File “/home/airflow/.local/lib/python3.11/site-packages/airflow/providers/amazon/aws/hooks/glue.py”, line 346, in _handle_state

raise AirflowException(job_error_message)

airflow.exceptions.AirflowException: Exiting Job jr_91fd58a6faedd4b167b33dad1f2cb30fbb8eb3c50af689769ed9f81765cbcef1 Run State: FAILED

[2024-12-02, 21:01:45 UTC] {local_task_job_runner.py:266} INFO - Task exited with return code 1

[2024-12-02, 21:01:45 UTC] {taskinstance.py:3900} INFO - 0 downstream tasks scheduled from follow-on schedule check

[2024-12-02, 21:01:45 UTC] {local_task_job_runner.py:245} ▲▲▲ Log group end

I have followed your steps to check the data quality in AWS Glue. I don’t have error in the three tables. Here is one of the check for song table.

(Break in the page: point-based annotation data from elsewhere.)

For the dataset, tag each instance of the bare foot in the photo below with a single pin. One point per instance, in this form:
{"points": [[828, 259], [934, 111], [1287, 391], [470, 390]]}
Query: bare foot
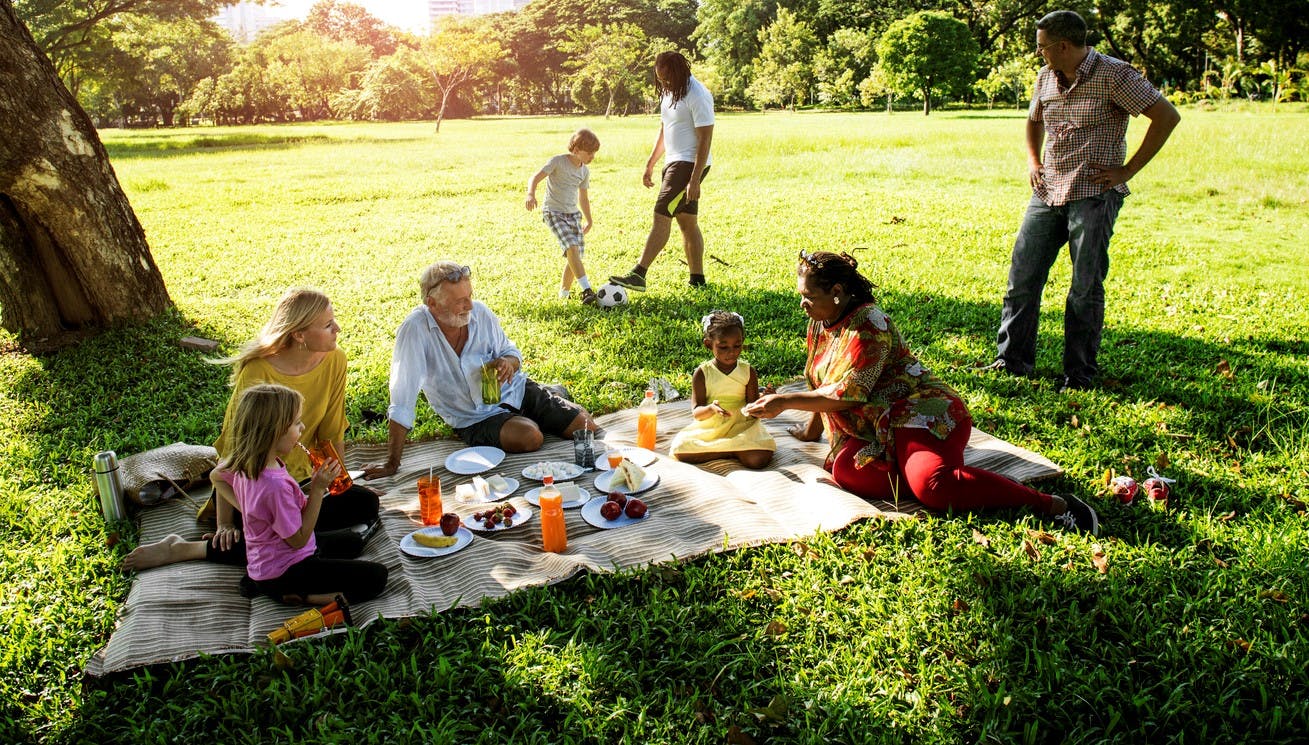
{"points": [[166, 551]]}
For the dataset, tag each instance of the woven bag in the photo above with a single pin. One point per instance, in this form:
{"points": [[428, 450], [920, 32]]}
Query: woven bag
{"points": [[148, 475]]}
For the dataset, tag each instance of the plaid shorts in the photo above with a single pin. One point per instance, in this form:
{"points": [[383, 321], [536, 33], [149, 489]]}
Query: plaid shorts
{"points": [[567, 227]]}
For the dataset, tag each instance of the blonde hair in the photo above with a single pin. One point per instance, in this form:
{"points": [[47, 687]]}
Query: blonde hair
{"points": [[263, 413], [293, 313], [584, 140], [439, 274]]}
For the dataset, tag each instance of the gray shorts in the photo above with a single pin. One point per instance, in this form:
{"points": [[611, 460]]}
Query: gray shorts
{"points": [[551, 413]]}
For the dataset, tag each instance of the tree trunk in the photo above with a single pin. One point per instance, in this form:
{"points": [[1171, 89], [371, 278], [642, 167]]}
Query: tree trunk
{"points": [[72, 254]]}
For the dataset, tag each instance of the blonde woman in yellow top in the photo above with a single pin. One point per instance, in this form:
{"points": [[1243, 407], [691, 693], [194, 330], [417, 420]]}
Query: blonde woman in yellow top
{"points": [[296, 348]]}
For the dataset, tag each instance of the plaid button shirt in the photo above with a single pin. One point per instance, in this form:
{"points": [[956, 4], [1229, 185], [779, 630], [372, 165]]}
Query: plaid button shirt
{"points": [[1087, 123]]}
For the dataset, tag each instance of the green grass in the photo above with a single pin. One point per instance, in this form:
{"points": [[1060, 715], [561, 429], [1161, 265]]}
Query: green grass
{"points": [[897, 633]]}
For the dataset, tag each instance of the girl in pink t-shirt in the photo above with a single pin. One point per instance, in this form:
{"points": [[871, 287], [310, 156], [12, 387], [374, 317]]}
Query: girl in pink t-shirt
{"points": [[278, 517]]}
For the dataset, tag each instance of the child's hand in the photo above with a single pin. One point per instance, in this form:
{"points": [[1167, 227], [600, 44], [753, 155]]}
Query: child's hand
{"points": [[325, 474]]}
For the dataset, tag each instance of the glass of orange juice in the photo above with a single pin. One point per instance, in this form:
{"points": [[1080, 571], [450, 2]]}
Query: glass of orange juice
{"points": [[430, 499]]}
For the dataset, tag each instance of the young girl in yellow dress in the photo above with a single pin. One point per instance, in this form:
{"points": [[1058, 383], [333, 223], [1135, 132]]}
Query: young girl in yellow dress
{"points": [[720, 388]]}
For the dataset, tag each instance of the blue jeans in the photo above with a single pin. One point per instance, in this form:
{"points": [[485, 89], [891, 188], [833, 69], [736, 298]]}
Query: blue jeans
{"points": [[1085, 225]]}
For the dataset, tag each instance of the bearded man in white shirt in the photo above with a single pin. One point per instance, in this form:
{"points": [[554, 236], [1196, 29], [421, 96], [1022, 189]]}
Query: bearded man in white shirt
{"points": [[441, 348]]}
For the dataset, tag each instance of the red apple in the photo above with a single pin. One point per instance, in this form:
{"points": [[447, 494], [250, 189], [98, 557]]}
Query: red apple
{"points": [[610, 511], [449, 524]]}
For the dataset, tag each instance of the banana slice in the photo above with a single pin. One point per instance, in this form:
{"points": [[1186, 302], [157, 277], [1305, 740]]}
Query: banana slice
{"points": [[435, 541]]}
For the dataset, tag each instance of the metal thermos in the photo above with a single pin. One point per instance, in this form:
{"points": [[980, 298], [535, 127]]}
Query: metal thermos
{"points": [[109, 486]]}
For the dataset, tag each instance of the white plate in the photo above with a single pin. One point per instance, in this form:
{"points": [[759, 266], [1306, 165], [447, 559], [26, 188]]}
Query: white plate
{"points": [[562, 470], [520, 517], [474, 460], [605, 477], [591, 513], [534, 498], [639, 456], [414, 549]]}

In the last step of data visualization in Superset in the Part 2, I don’t know the details of the required data in the screenshot. Is that meaning my connection of Redshift failed?

Hi Amir,

I am able to access to Part 1 assignment. However, my jobs in 4.1 tasks were successful and my jobs in 4.2 tasks still were failed. I had reviewed all the files in 4.2 tasks and they were looked good to me. Could you please advise me?

VS Console:
(jupyterlab-venv) abc@5117febb3ccf:~/workspace/terraform$ aws glue get-job-run --job-name de-c4w4a1-json-transform-job --run-id jr_f48023fd46346c67385e4ad3f0248672154285b83e9d7a2fbe609dfcdba5251b --output text --query “JobRun.JobRunState”

FAILED

(jupyterlab-venv) abc@5117febb3ccf:~/workspace/terraform$ aws glue get-job-run --job-name de-c4w4a1-songs-transform-job --run-id jr_e5893c534def718e7b07cd07102fda991840d3721a1f6c1bade3c3c4ed129747 --output text --query “JobRun.JobRunState”

FAILED

I tried to run the two jobs in Glue but no luck.

No error:

Hello @Adazhu
Since the jobs are failing, there should be something wrong with either the terraform files, s3.tf and glue.tf, or the asset files, de-c4w4a1-transform-json-job.py and de-c4w4a1-transform-songs-job.py. Please, click on the failed job from the AWS Glue console, go to the Runs menu, and select the failed run. You can see the logs there and add them here.
About the issues with other labs, please post them in separate treads as it’s becoming a little hard to follow this one. We will assist you there. Thank you.